The Search Guide has the following options:
+signifies AND operation. For example: shoe + boot
|signifies OR operation. For example: shoe | boot
-negates a single token. For example: shoe -boot
"wraps a number of tokens to signify a phrase for searching. For example: "thief in the night"
*at the end of a term signifies a prefix query. For example: amat*. This returns all tokens starting with "amat", such as "amatoria" and "amatorum".
)signify precedence. For example: shoe (boot)
~numafter a word signifies edit distance (fuzziness). For example: shoe~1. This returns all tokens that differ in one character from "shoe", such as "she" and "shot".
~numafter a phrase signifies slop amount. For example: "in the night"~1. This returns all phrases that differ in one token from "in the night", such as "drunk in the night" and "songs in the night".
For Greek searches there is the option to search by form or by lemma.
Search results can be filtered by text group. Each result states its origin, i.e. its place in a work. Click on a result to go to the text and see the phrase you searched for in context.
Search results can also be filters by type of work version, i.e. edition, translation, or commentary.
The Text Search in the left panel in the viewer works in the same way. However, this only searches all texts of the text group you're reading, whereas the generic search covers the entire library.
How to navigate in Brill Scholarly Editions?
The library allows readers to browse by text group, work, and version.
The reader allows users to follow the structure of a work. The Res Gestae for example, is one work, consisting of 18 (extant) books, each with about a dozen chapters, each with multiple sections.
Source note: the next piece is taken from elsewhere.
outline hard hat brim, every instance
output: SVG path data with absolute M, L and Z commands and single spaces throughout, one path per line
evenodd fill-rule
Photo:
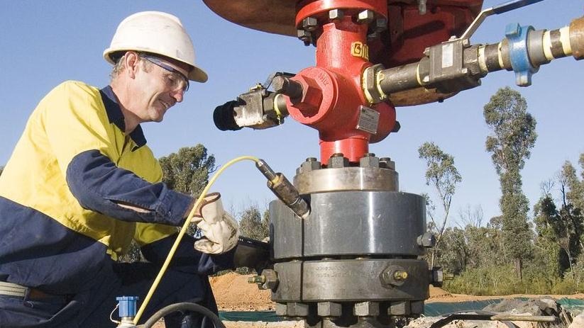
M 115 65 L 116 62 L 114 61 L 114 59 L 111 58 L 111 55 L 116 53 L 116 52 L 126 52 L 126 51 L 145 51 L 145 50 L 139 50 L 139 49 L 121 50 L 121 49 L 112 49 L 112 48 L 110 47 L 110 48 L 106 49 L 104 51 L 104 59 L 106 60 L 106 61 L 107 62 L 111 64 L 112 65 Z M 145 52 L 148 52 L 148 51 L 145 51 Z M 156 54 L 154 54 L 154 55 L 156 55 Z M 167 56 L 162 56 L 162 57 L 167 57 Z M 209 76 L 206 74 L 205 71 L 201 69 L 200 68 L 199 68 L 196 66 L 193 66 L 192 64 L 189 64 L 187 62 L 184 62 L 184 60 L 181 60 L 179 58 L 176 58 L 176 57 L 175 58 L 169 57 L 169 58 L 171 58 L 171 59 L 177 60 L 178 62 L 187 64 L 187 65 L 192 67 L 191 71 L 189 72 L 188 76 L 187 77 L 189 78 L 189 80 L 194 81 L 195 82 L 205 83 L 209 79 Z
The logical structure of this work is therefore work-chapter-section, to which phrase can be added as a further level (see the Highlight widget).
The top widget in the left-hand panel in the reader allows users to see all books - in the example of the Res Gestae - and to navigate to them.
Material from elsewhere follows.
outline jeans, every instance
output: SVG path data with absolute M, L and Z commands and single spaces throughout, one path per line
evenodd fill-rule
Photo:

The Children widget below it allows readers to see which chapters - again, in the example of the Res Gestae - currently displayed in in the reader.
The Passage Reference widget below it allows readers to navigate to other passages, by entering, e.g. book and chapter numbers in the search field.
Thirdly, there are vertical bars (which highlight when you hover over them) that tell you where you are. These also allow for on-click navigation.
Lastly, there are arrows in the center panel in the viewer, that allow readers to navigate to previous and next passages.
How to login to Brill Scholarly Editions?
To log-in, click on the log-in button in the menu bar. You will now the "Where are you from?" page by our authorization and authentication partner Liblynx. Choose the your access mode - SAML, individual login, or passcode - and enter your details. After succesful authentication you are taken back to the homepage of Brill Scholarly Editions.
Brill Scholarly Editions supports IP recognition, so in most cases you are authenticated automatically and there is no need to login in the way desscribed here.